L'ambition de la cohérence, de l'efficacité et l'intérêt général commanderaient, en toute logique, d'établir ce partenariat avec le Conseil Général, d'autant que  les trois dispositifs transférés aux CCAS existent déjà, peu ou prou, dans cette collectivité qui dispose, par ailleurs, à travers tout le pays, d'un réseau dense  de travailleurs sociaux. La mise en place, dans moins de trois ans, de la collectivité unique, qui héritera des compétences sociales du Département, renforce la pertinence de ce choix. 

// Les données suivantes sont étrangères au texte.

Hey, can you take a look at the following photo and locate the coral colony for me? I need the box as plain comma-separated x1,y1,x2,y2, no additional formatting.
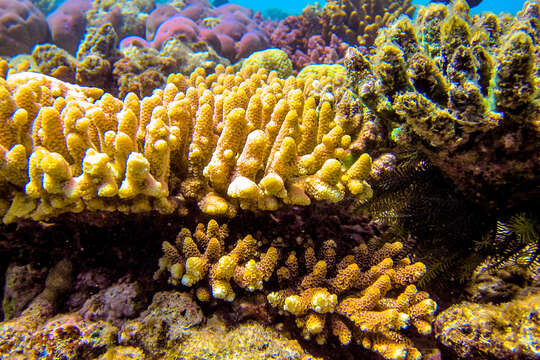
0,0,538,359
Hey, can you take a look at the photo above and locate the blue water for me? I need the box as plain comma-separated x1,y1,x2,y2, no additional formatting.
230,0,528,16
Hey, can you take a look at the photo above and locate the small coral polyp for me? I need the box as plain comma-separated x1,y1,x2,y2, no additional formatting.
156,220,437,360
0,62,372,223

La déclaration de l'actuel président de région, en plénière, sur la nécessité pour la Région de se "concentrer sur son corps de métier, le développement", à seulement trois ans de la fusion des deux collectivités, surprend par son caractère désuet et son inadaptation au mouvement en cours aujourd'hui : "Le corps de métier" de cette assemblée unique englobera les compétences du Conseil Régional et toutes les compétences du Conseil Général. Et il faudra bien commencer à "se concentrer"  sur cette réalité ! A moins que monsieur Letchimy n'envisage de transférer toutes ces compétences sociales aux communes ! Mais, alors, il convient de l'annoncer clairement et au plus tôt ! En tout cas, ce propos du chef de file de Ensemble pour une Martinique "Nouvelle" (!), révèle une vision restrictive, simpliste et rigide du développement, tant il demeure évident que l'on ne saurait imaginer une politique de développement coupée d'une ambition de cohésion sociale.

Le choix d'un partenariat avec le Conseil Général s'impose avec d'autant plus de force et d'urgence que la Martinique s'enfonce dans la crise et que les perspectives d'avenir s'avèrent sombres.  

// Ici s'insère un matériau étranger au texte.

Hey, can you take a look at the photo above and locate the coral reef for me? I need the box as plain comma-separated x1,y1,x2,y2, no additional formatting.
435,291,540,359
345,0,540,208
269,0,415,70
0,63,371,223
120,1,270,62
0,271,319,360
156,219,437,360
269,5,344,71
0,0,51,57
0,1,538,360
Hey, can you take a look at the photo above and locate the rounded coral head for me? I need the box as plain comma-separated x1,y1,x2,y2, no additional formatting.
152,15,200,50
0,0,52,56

Ainsi, contrairement à des allégations fantaisistes, il n'y a pas "d'embellie économique". Certes, une augmentation du PIB a été enregistrée en 2010, mais il s'agit d'un effet de rattrapage de la consommation des ménages après le reflux de 2009. Le niveau du PIB de 2010 reste encore inférieur à celui de 2007. La situation de l'emploi ne s'améliore pas : en 2010, 1 250 emplois ont été perdus. Dans sa communication sur l'évolution du marché du travail à fin octobre 2011, Pôle emploi montrait que le nombre de demandeurs d'emploi avait, à cette date, atteint son plus haut niveau sur les dix dernières années... Point n'est besoin d'avoir des talents de "gadézafè" pour prévoir que la demande sociale explosera dans un tel contexte et mettra à rude épreuve les collectivités. Il n'est pas question d'en pleurer d'angoisse, ni d'ignorer que la réponse à la crise est aussi politique et pose la question de notre volonté de sortir de la "ratière" économique actuelle.

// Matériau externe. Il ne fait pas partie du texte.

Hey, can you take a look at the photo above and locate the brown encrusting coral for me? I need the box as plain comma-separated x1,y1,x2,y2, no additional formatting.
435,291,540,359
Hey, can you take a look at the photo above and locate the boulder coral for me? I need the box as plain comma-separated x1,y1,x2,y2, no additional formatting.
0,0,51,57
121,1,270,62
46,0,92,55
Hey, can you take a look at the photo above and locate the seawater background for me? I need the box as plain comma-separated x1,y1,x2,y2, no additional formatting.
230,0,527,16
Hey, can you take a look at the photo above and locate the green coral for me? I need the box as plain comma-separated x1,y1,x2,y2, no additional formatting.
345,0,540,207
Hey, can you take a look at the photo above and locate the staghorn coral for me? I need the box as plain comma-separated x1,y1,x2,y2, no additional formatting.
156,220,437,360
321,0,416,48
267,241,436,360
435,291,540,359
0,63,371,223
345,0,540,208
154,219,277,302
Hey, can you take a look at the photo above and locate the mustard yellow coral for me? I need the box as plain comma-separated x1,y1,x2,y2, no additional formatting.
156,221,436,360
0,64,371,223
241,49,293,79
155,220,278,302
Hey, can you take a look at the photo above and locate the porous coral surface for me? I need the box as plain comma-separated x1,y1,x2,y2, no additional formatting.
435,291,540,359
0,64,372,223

Néanmoins, des réponses sociales s'avèrent indispensables pour traiter le cours terme. C'est dans cet esprit que nous avons proposé d'élaborer avec le Conseil Général une "convention de développement social" qui renforcerait la mutualisation des moyens des deux collectivités et leur capacité à prendre en charge les besoins de la population, dans la cohérence et l’efficacité. La réunion, au plus tôt, des deux commissions sectorielles, aurait permis de procéder à un état des lieux et de définir des politiques à la hauteur des enjeux auxquels nous sommes confrontés. Au-delà, cette démarche aurait contribué à mieux appréhender le moyen et le long terme, avec, en point de mire,  la mise en place de la collectivité unique. Serge Letchimy et ses alliés ont, une fois de plus, choisi la manœuvre politicienne, la satisfaction des intérêts de clan, la petite besogne à courte vue... Le plus étroit contre le plus large.